Epoch Times thinks so:
In November 2014, Li Yuxiao, a research fellow at the Chinese Academy of Cyberspace, stated, according to the state-run China Daily: “Now is the time for China to realize its responsibilities. If the United States is willing to give up its running of the internet sphere, the question comes as to who will take the baton and how it would be run.
“We have to first set our goal in cyberspace, and then think about the strategy to take, before moving on to refining our laws,” he said.
Li is now the head of a department designed to enforce the Chinese regime’s laws on technology companies. His comments are tied to a process announced by the United States in 2014 to relinquish control of the internet by ending the contract between the U.S. Department of Commerce and the Internet Corporation for Assigned Names and Numbers (ICANN).
This process is now nearing its completion, with a deadline of Oct. 1.
US News has a good article spelling out some of the practical implications of the US government ceding control of the core technical functions of the internet:
Additionally, while it is true ICANN has not played a direct censorship role in other countries, there is the potential for future problems. Currently, a number of countries – including Russia and China – have the power to restrict access to specific websites within their territorial borders, but cannot do so globally. But what if these authoritarian regimes, via their positions on the GAC [Governmental Advisory Committee], gained a consensus and proposed to the ICANN board that no explicitly anti-government website domain name (for example, www.stopthePRC.com) can be created because it could have domestic security implications? The special advisory power of the GAC states that even overruled proposals must “attempt to reach a mutually acceptable solution,” so a watered-down version of any censorship initiative could still be enacted after initial rejection by the board.
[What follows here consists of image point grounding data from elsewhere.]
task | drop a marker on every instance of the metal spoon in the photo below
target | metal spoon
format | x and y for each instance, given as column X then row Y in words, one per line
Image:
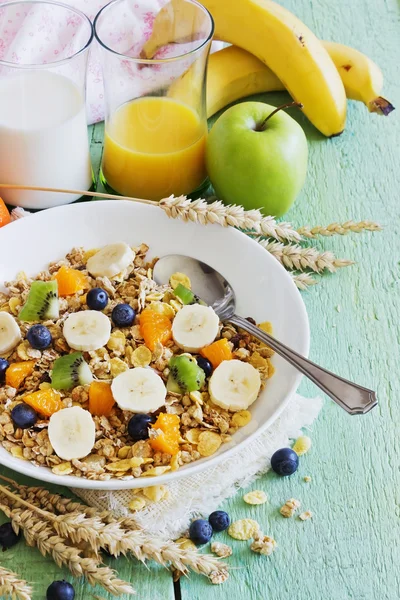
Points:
column 213, row 288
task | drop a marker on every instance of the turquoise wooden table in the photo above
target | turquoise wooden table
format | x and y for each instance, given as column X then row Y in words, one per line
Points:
column 350, row 549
Similarly, what if the Chinese government had the power to pressure ICANN board members to edit the internet address book and remove a website that might be troublesome for its leadership? That sort of broad and egregious censorship cannot occur under U.S. stewardship today.
Second, although difficult to accomplish, after the transition it is possible for ICANN’s bylaws to be changed, which would allow anything from a change in location to a change in functioning – and the U.S. would no longer have any regulatory power to prevent it. Additionally, if ICANN moved to Switzerland, as has been proposed, it would no longer be a California corporation and might fall outside the jurisdiction of impartial American courts.
It is not at all clear to me how the global internet will be “better off” under the stewardship of a collection of hundreds of national governments, corporations, and advocacy groups, than under the US Department of Commerce. It’s even less clear how changing the status quo would serve American interests. The only real benefit seems to be positive PR; according to The Wall Street Journal in 2014:
So why is this happening? Couldn’t they just leave things the way they were? The main goal is to reassure other countries that the U.S. isn’t secretly controlling the structure of the Internet. To the extent American businesses have been damaged by the Edward Snowden disclosures, especially those offering cloud and other online services, this is a move aimed at repairing the relationship between the U.S. and other countries on Internet issues.
Make no mistake, this is a concession by the U.S. While the Commerce Department rarely intervened publicly in ICANN’s affairs, the implicit threat of its ability to do so will be gone.
“Reassuring other countries,” while desirable in itself, doesn’t strike me as a compelling enough reason for the US to irrevocably give up the keys to the global internet.